Mitchell takes the viewer on a historical tour of Black filmmaking, starting with the works of Oscar Micheaux, who began making Black films in the early 20th century. Micheaux produced and directed 44 films that showcased Black life and actors in the post-Civil War era when Black emancipation was perceived as a threat. 

The other early defining film about Black life was David O. Selznick’s 1939 Best Picture winner Gone with the Wind, which centered white Americans in its narrative of the Civil War. 

Even during that epoch of the late 1930s, however, Black filmmakers were toiling in their craft to bring to the big screen the complex and nuanced lives of Black people who lived with dignity, lament, and joy.

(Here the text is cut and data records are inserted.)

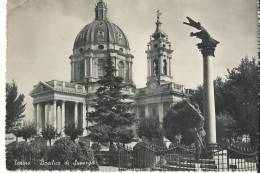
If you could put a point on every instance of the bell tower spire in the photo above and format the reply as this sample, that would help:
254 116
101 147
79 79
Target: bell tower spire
159 56
101 10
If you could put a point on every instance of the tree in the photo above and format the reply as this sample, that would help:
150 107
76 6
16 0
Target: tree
14 106
226 126
111 118
150 128
237 97
27 131
72 131
50 133
179 121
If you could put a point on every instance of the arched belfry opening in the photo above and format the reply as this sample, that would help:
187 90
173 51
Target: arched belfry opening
159 55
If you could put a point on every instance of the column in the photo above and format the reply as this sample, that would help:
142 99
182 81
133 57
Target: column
63 120
76 114
86 67
148 67
35 114
46 112
146 109
170 72
209 101
90 66
38 118
54 114
131 70
160 110
84 121
72 70
58 119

For me, it was important to note that Black filmmaking started long before I was born.

By the 1970s, according to Mitchell, “for the first time I got to see films of assured Blackness, from Friday Foster to Five on the Black Hand Side, as a burst of freedom.” Black filmmakers in the 1970s sought to tell Black stories from Black experiences without the majority culture’s critique or approval. I am thankful they took that risk. 

The documentary held some surprises for me. Award-winning actor Sidney Poitier, I learned, chose to direct westerns and comedies to expand Black possibilities in Hollywood. Harry Belafonte, trained at the prestigious Dramatic Workshop of The New School in New York City alongside Marlon Brando, Tony Curtis, and Walter Matthau, stopped acting in America for 12 years before coming back and producing and directing his own films. (According to Belafonte, traditional directors didn’t believe white audiences were interested in complex Black life.) And I found out that 1972 was the breakthrough year for Black movies, including Sounder and Lady Sings the Blues, that were prophetic box-office hits. 

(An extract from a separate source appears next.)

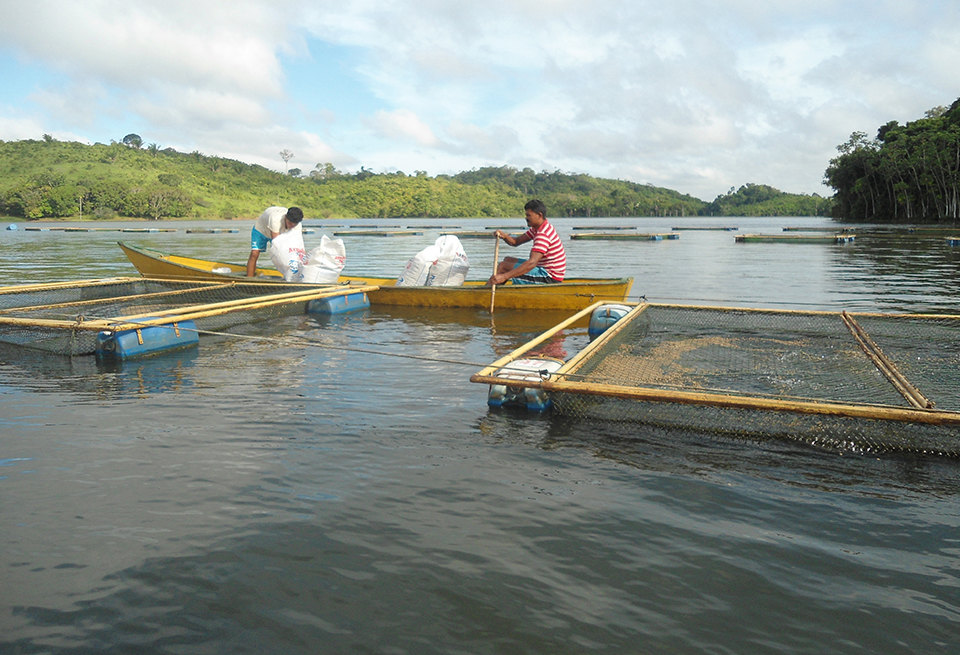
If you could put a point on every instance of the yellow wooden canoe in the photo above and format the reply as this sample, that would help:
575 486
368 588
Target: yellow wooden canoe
572 294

There would not be Spike Lee, Jordan Peele, Ava DuVernay, or Attica Locke without these trailblazing films and their directors, producers, and actors who stopped waiting for white Hollywood to knock on their doors. 

This film has some nudity and profanity, but it’s a substantial, polished documentary that sees American filmmaking through a Black lens. Is That Black Enough for You?!? is worth a look.